12 anos de prisão é que, somadas, podem resultar a pena dos envolvidos pelas irregularidades

Rômulo Maciel Filho
O economista Rômulo Maciel Filho assumiu a presidência da Hemobrás em outubro de 2009, a primeira empresa estatal criada pelo presidente Luiz Inácio Lula da Silva. Na época, o PT de Pernambuco, incluindo o ex-prefeito João Paulo e o ex-ministro Humberto Costa, contestou a indicação dele. Mas os petistas perderam a queda de braço para o ministro José Gomes Temporão, do PMDB, que havia trabalhado com Rômulo Filho na Fiocruz do Rio de Janeiro e o considerada de sua cota pessoal. O PT queria emplacar João Paulo Baccara no cargo, um médico hematologista ligado ao PMDB de Minas Gerais. Em outubro de 2013, Rômulo Maciel foi reconduzido ao cargo, com apoio do então ministro Alexandre Padilha (PT). Além da presidência, ele, novamente, acumulou a Diretoria de Desenvolvimento Industrial. Dessa vez, Rômulo não teve resistência dos pernambucanos.

Mozart Sales
Ex-vereador do Recife, Mozart Sales assumiu a direção de Produtos Estratégicos e Inovação da Hemobrás em março, após se destacar como coordenador do Programa Mais Médicos, do governo Dilma Rousseff. Era uma das apostas do partido para disputar a Prefeitura do Recife no próximo ano, especialmente num momento em que a legenda tem dificuldades de revelar novos quadros e passa pela sua maior crise. Mozart foi indicado para o cargo a partir de um acordo entre as lideranças do PT estadual. Em reunião na sede da sigla, entre os vários nomes colocados à mesa, venceu o de Mozart. Na Hemobrás, Mozart estava responsável pelas atividades de relacionamento com a hemorrede; pesquisa, produção e gestão do plasma.

Hemobrás
A Hemobrás é uma estatal vinculada ao Ministério da Saúde e foi criada para que o Brasil tivesse menos dependência externa no setor de derivados de sangue, com a produção de medicamentos essenciais a pessoas com hemofilia, cirrose, câncer, aids e portadores de imunodeficiência genética. O investimento previsto para este ano na estatal era de R$ 377 milhões, mas o governo federal só liberou R$ 200 milhões. Para custeio, o que inclui os medicamentos, a Hemobrás recebe R$ 767 milhões.

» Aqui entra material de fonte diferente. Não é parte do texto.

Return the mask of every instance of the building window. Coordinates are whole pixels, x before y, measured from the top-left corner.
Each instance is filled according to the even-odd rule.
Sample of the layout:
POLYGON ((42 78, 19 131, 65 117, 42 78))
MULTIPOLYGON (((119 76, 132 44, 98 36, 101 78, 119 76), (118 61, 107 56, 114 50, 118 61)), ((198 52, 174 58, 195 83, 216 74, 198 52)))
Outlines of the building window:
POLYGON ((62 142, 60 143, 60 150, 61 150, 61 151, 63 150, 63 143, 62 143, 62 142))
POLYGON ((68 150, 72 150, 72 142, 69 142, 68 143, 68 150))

A missão oficial da estatal é pesquisar, desenvolver e produzir hemoderivados, medicamentos biotecnológicos, visando atender, prioritariamente, aos pacientes do Sistema Único de Saúde. A vinda da empresa para Pernambuco, em 2005, teve uma participação grande do então ministro Humberto Costa e do ex-presidente Lula.